Wein, Weib und Gesang

ワイン、女 そして歌、此れを愛しまない輩は、一生涯馬鹿者であり続ける。マルティン・ルター(1483-1546)

多様性の音楽芸術環境

2022-06-05 | 
ウクライナ出身の指揮者オクサーナ・リニヴの新制作の仕事を確認した。今迄は2020年秋にフランクフルトで再演の「清教徒」コロナ規制基準室内楽版指揮を観ただけであった。それゆえに大編成での本格的な二年間に亘る準備での仕事ぶりを吟味したかった。現在は腰掛にボローニャの劇場でイタリア最初の女性音楽監督として活躍している。大枠では、グラ―ツで一緒に仕事をしていた女性支配人が就任するドレスデンのゼムパーオパーの音楽監督になるとされている。発表が遅れているが時間の問題だろう。

個人的には、ベルリンの歌劇場の高齢の権力者の健康状態が悪くサドンデス状態になっていることから ― 既に支配人の交代が決定して、その行政的移行準備が整っている ー、後任選定にも関心を持っている。その筆頭は現在シュトッツガルトの音楽監督のコルネリウス・マイスターと考えるが、対抗馬としてこの女流指揮者に可能性有るかどうかを見極めたかった。
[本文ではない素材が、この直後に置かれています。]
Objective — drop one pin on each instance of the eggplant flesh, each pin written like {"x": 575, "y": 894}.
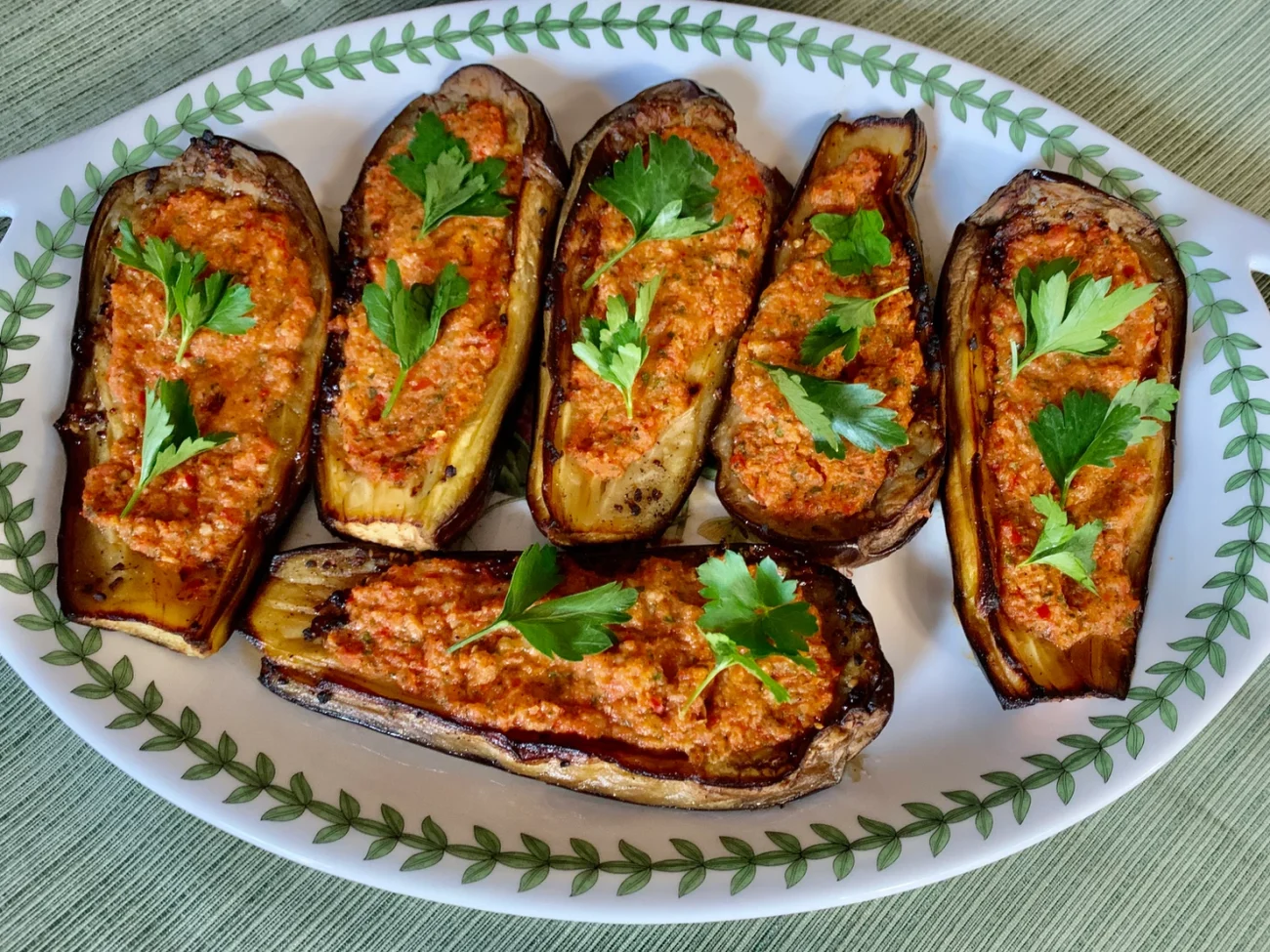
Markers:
{"x": 1024, "y": 667}
{"x": 571, "y": 504}
{"x": 288, "y": 616}
{"x": 101, "y": 580}
{"x": 439, "y": 500}
{"x": 903, "y": 502}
それが今回の目的の一つでもあった。

結論からすると、前任者バレンボイムを継ぐのは無理と確信した。ドレスデンのティーレマンの後継に相応しい。二人とも音楽的な傾向としてはネオロマンティズムなのだが、リニヴ本人も発言している様にティーレマンのファンであり、音楽的に最も近い。なるほど世代も異なり出身文化も異なるので差異はあるのだが、もう一つ指揮で描き切れないものもよく似ている。そこが、指揮技術などを越えてやはり一流のバレンボイムとは異なるところである。

今回の「ルサルカ」においてもインタヴューで話していたような音楽的に和声の変わり目とその向かう方向そして新たな色合いへの変遷は出ていたのだが、純粋な形で音化出来ていなかった。二年間の準備期間に継ぎ、先ずはピアノでの練習、そして最後の管弦楽への移行で、十分に付けられなかったのは本人の管弦楽練習時間が限られていることへの言及に裏打されている。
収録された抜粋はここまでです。